29. The numbers in [brackets] for digital technology refer to line numbers in Table A. A book scanned in 1992 will be refreshed twice in the next decade, in 1992 and 2000. Overhead reflects the general and administrative costs and profit margin that would be included by an outside vendor. Microfilm figures are based on 1992 prices quoted by MicrogrAphics Preservation Service (MAPS). Cost of archival master is based on $.195/frame for one-up and two-up filming. Cost of print master is $15. For two-up filming, assume six books can be stored on each roll; for one-up filming, assume three books. The cost of one book on the print master will be $5.00 (one-up) or $2.50 (two-up). Storage costs are based on $1/year to store one roll of film. The cost of book storage/year will equal $1 divided by 3 (one-up) or by 6 (two-up). Since two generations are being stored, the cost equals $.66 (one-up) and $.33 (two-up) per year times 10 years, or $6.66 and $3.33 respectively.

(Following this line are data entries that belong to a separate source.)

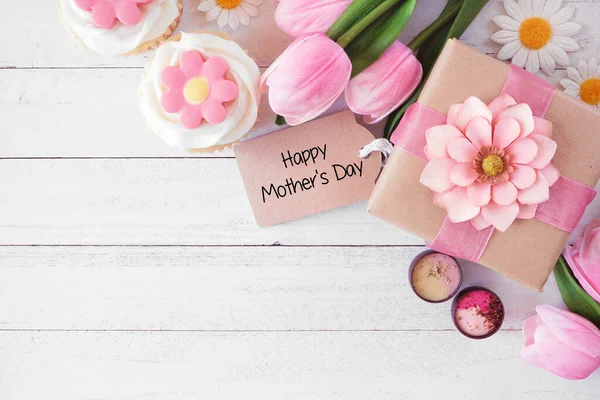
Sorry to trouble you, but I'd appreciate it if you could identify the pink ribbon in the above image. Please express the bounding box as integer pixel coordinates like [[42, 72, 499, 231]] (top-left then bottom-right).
[[390, 65, 597, 262]]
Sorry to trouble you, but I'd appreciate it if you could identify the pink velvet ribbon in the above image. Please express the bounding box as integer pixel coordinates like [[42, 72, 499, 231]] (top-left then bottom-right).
[[390, 64, 597, 262]]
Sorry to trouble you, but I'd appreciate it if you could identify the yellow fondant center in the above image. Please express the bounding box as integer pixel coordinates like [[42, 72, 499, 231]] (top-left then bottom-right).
[[184, 77, 210, 105], [216, 0, 242, 9], [579, 78, 600, 105], [519, 17, 552, 50], [482, 155, 505, 177]]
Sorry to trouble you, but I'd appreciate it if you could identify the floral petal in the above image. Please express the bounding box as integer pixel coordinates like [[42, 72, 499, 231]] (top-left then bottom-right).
[[493, 15, 520, 30], [538, 47, 556, 75], [492, 181, 518, 205], [488, 94, 517, 122], [523, 314, 543, 347], [550, 7, 575, 25], [517, 171, 550, 204], [525, 50, 540, 74], [504, 0, 524, 21], [198, 0, 216, 12], [498, 41, 523, 60], [528, 134, 557, 169], [506, 137, 538, 164], [161, 90, 185, 114], [482, 201, 519, 232], [161, 66, 187, 89], [493, 117, 521, 149], [451, 163, 479, 187], [201, 100, 227, 124], [240, 2, 259, 17], [228, 8, 240, 29], [447, 137, 478, 163], [202, 56, 229, 81], [567, 66, 583, 83], [519, 0, 533, 17], [211, 80, 238, 102], [180, 51, 205, 77], [420, 158, 456, 193], [471, 213, 493, 230], [433, 191, 448, 208], [446, 104, 462, 126], [542, 0, 562, 19], [510, 164, 537, 189], [532, 117, 553, 137], [553, 22, 582, 38], [456, 96, 493, 132], [465, 117, 492, 149], [217, 9, 229, 27], [539, 163, 560, 186], [491, 30, 519, 44], [512, 47, 529, 68], [236, 7, 250, 25], [445, 186, 482, 223], [180, 104, 204, 129], [578, 59, 589, 80], [498, 103, 535, 137], [467, 182, 492, 207], [551, 36, 580, 52], [426, 125, 463, 158], [205, 5, 222, 21], [518, 202, 538, 219]]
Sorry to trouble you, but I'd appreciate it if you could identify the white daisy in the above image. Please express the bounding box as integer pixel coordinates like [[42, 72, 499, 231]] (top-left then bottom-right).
[[198, 0, 263, 30], [560, 58, 600, 109], [491, 0, 582, 75]]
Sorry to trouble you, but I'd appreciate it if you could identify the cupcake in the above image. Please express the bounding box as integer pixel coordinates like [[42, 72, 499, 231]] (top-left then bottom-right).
[[59, 0, 183, 56], [139, 32, 261, 152]]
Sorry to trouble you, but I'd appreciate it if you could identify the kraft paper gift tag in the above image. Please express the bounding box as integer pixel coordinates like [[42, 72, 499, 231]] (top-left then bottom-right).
[[235, 111, 380, 227]]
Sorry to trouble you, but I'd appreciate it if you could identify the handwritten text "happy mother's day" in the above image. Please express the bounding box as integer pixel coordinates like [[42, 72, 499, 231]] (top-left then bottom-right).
[[261, 145, 363, 203]]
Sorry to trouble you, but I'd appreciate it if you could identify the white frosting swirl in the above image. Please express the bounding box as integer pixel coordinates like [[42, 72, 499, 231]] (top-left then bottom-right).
[[139, 33, 261, 150], [60, 0, 181, 56]]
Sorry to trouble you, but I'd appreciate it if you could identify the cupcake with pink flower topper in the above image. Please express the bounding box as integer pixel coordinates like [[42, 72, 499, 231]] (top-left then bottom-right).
[[59, 0, 183, 56], [139, 32, 261, 152]]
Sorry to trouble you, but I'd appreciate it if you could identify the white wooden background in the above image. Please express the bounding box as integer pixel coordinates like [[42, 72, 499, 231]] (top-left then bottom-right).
[[2, 0, 600, 398]]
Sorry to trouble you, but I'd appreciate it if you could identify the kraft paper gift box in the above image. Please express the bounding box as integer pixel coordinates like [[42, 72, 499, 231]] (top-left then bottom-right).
[[368, 39, 600, 291]]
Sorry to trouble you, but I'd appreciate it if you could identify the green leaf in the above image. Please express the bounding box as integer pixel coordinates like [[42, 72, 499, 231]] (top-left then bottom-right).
[[554, 255, 600, 329], [384, 0, 490, 138], [345, 0, 418, 78], [327, 0, 384, 41]]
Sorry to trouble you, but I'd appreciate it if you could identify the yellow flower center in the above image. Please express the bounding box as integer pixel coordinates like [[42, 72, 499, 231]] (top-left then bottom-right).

30. The numbers in [brackets] for digital technology refer to line numbers in Table A. Overhead reflects the general and administrative costs and profit margin that would be included by an outside vendor. The binding cost included here assumes that 20% of all requests for subsequent copies will be bound with a full cloth library binding, 40% will be bound using Docutech in-line tape binding, and 40% will be unbound or stapled. If we assumed that all subsequent copies were bound in a full cloth binding the total digital cost would rise to $19.81 in 1992 dollars.
1-1. Chart IEEE Std 167A-1987. Prepared by the IEEE Facsimile Subcommittee and printed by Eastman Kodak Company. For use in accordance with IEEE Std 167-1966, Test Procedure for Facsimile. Copyright 1987, Institute of Electrical and Electronics Engineers.

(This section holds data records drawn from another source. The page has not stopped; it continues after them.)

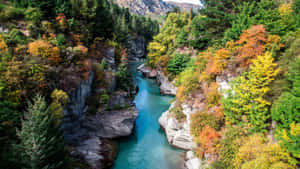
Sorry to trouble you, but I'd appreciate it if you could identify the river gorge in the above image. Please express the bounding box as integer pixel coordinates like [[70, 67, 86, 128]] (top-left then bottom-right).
[[113, 62, 184, 169]]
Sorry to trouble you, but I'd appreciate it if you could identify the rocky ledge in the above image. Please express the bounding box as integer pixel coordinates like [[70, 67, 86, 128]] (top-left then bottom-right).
[[158, 102, 196, 150], [137, 63, 177, 95]]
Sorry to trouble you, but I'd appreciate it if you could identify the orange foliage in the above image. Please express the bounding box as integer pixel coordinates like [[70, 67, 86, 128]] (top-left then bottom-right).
[[56, 13, 67, 30], [206, 48, 231, 75], [74, 45, 88, 58], [235, 25, 267, 67], [176, 85, 186, 102], [195, 125, 221, 159], [28, 40, 61, 65], [120, 48, 128, 63], [81, 59, 92, 80], [73, 34, 82, 45], [203, 82, 221, 107], [0, 35, 8, 54]]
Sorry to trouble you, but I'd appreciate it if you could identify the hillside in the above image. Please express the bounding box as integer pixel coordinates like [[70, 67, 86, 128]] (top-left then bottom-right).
[[113, 0, 201, 16], [164, 1, 201, 12], [113, 0, 172, 15]]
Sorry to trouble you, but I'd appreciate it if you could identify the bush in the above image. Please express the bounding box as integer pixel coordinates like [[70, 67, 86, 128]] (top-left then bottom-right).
[[56, 34, 66, 46], [167, 53, 190, 76], [233, 134, 297, 169], [25, 8, 42, 24], [171, 105, 186, 122], [191, 110, 223, 138], [216, 126, 248, 169], [0, 7, 24, 22]]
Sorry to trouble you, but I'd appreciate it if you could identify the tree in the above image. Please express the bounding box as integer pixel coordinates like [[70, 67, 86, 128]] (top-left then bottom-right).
[[167, 53, 190, 76], [271, 58, 300, 158], [222, 52, 280, 132], [17, 95, 66, 169], [222, 2, 256, 44], [28, 40, 61, 65], [235, 25, 267, 67], [233, 134, 296, 169], [0, 35, 8, 55]]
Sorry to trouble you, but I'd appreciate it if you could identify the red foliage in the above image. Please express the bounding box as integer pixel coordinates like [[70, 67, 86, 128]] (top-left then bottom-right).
[[235, 25, 267, 67], [196, 125, 221, 159]]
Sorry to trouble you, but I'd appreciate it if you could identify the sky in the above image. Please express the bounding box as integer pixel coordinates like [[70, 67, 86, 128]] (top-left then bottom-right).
[[163, 0, 201, 5]]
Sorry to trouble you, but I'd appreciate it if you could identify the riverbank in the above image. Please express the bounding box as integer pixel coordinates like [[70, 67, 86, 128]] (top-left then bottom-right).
[[112, 62, 184, 169]]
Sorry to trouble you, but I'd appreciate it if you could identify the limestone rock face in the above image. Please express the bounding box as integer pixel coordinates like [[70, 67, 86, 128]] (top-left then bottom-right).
[[126, 36, 146, 61], [184, 151, 209, 169], [137, 63, 157, 78], [137, 64, 177, 95], [156, 70, 177, 95], [72, 137, 104, 169], [159, 103, 196, 150], [104, 47, 116, 70], [84, 107, 138, 139], [63, 71, 94, 145]]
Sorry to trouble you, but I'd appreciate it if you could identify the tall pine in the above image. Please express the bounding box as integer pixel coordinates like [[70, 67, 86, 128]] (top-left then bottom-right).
[[17, 95, 66, 169]]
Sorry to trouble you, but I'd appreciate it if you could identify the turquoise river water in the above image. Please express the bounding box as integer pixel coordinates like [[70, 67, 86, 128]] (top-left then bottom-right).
[[112, 62, 184, 169]]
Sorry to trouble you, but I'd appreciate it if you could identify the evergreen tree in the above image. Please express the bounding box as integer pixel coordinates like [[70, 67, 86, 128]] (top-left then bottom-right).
[[17, 95, 66, 169]]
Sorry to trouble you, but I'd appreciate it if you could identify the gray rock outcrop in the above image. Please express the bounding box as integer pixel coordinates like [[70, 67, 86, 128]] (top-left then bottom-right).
[[159, 103, 196, 150], [84, 107, 138, 138], [156, 70, 177, 95], [184, 151, 209, 169], [137, 63, 177, 95], [137, 63, 157, 78], [126, 36, 146, 61]]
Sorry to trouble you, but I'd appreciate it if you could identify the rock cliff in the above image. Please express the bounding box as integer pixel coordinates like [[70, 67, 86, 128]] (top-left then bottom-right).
[[113, 0, 201, 16], [137, 63, 177, 95], [113, 0, 172, 15]]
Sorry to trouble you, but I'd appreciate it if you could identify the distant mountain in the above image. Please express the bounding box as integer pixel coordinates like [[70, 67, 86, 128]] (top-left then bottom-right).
[[113, 0, 201, 16], [113, 0, 172, 16], [164, 1, 201, 12]]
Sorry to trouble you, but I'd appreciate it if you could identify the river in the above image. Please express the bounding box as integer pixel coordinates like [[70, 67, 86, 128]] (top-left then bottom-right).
[[112, 62, 184, 169]]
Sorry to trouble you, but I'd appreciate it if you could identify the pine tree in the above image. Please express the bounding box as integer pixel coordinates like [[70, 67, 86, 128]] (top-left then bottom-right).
[[17, 95, 66, 169]]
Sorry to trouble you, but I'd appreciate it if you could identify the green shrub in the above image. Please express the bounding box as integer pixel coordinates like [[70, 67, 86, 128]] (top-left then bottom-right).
[[167, 53, 190, 76], [25, 8, 42, 24], [171, 105, 186, 122], [190, 111, 223, 137], [56, 34, 66, 46], [215, 126, 248, 169], [0, 7, 24, 22]]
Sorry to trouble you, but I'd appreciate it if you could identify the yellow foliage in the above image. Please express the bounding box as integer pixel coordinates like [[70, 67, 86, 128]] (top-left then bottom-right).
[[234, 134, 296, 169], [28, 40, 61, 64], [176, 85, 186, 102], [279, 3, 293, 16], [0, 35, 8, 55], [50, 89, 69, 122], [279, 122, 300, 158], [207, 48, 231, 75]]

2-1. The research and development flavor of the study was reflected in fluctuations In scanning productivity. Between April 5 and May 24, 1991–an eight week period–the average weekly scan rate was 6,795 pages, which represents 22.65 books/week. This highly productive period was followed by a week in which only 7.5 books were scanned. System upgrades occurred at regular intervals throughout the year and a reduction in scanning production invariably accompanied software installation. Installation itself usually took a day for testing and debugging. Technicians had to prepare for the installation by clearing the hard disk of work in progress. They then had to learn the new system. Difficulties associated with installing new software on a networked system also were common. For instance, during the week that the Pl software was installed, 3,883 images were scanned; the week the P2.0 software was installed only 3,245 images were scanned; and the week the P2.1 software was installed only 2,778 images were scanned.
3-1. For instance, subsequent iterations of system software will increase the speed of scanning. Xerox has developed a fast scan capability which delays the document structure building until after the actual scanning has been completed. This upgrade has been tested on a scanning workstation located in Cornell’s book store and its use at 300 dpi scanning led to a doubling of the production rate. Cornell did experiment with using a feed mechanism. It was determined that pages that were only marginally brittle (i.e., it took five double corner folds before the paper broke) could survive most paper jams. Libraries may be willing to risk a paper jam to achieve faster production rates for material held by a number of libraries. Before feed mechanisms can be used with this system, however, registration and deskewing must become software functions.